2. The switched-capacitor reference circuit of daim 1 wherein the second switching rate is substantially equal to a sampling rate of a load coupled to the output.

3. The switched-capacitor reference circuit of daim 1 or claim 2 wherein the second switching rate is greater than the first switching rate.

4. The switched-capacitor reference circuit of any preceding claim wherein the switched reference voltage input comprises a first input for receiving a voltage signal having a positive temperature coefficient and a second input for receiving a voltage signal having a negative temperature coefficient, the switched reference voltage input being a scaled sum thereof.

5. The switched-capacitor reference circuit of any preceding claim wherein the amplifier means comprises first and second operational amplifiers.

6. The switched-capacitor reference circuit of claim 5 wherein the first operational amplifier is coupled to the second operational amplifier via a switched capacitor network, comprising a switched AC path and a switched DC path.

7. A switched-capacitor reference circuit comprising: a switched reference voltage input; amplifier means having an input coupled to receive the switched reference voltage input and having an output; an AC feedback path coupled between the output and the input of the amplifier means; and, a switched DC feedback path also coupled between the output and the input of the amplifier means, wherein the amplifier means comprises first and second operational amplifiers, the first operational amplifier being coupled to the second operational amplifier via a switched capacitor network comprising a switched AC path and a switched DC path.
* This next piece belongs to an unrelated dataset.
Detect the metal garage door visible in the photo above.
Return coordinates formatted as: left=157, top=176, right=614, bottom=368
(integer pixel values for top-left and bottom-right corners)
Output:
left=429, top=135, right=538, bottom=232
8. The switched-capacitor reference circuit of any preceding claim further comprising a re-sampling switched-capacitor, coupled between the switched reference voltage input and the amplifier means, and arranged to isolate the switched reference voltage input and the switched DC path from the amplifier means and the AC path.

9. A switched-capacitor reference circuit comprising: a switched reference voltage input; amplifier means having an input coupled to receive the switched reference voltage input and having an output; a re-sampling switched-capacitor coupled between the switched reference voltage input and the amplifier means; an AC feedback path coupled between the output of the amplifier means and a point between the re-sampling switched-capacitor and the input of the amplifier means; and, a switched DC feedback path coupled between the output of the amplifier means and point between the switched reference voltage input and the resampling switched-capacitor.

10. A switched-capacitor reference circuit substantially as hereinbefore described and with reference to FIG.2 of the drawings.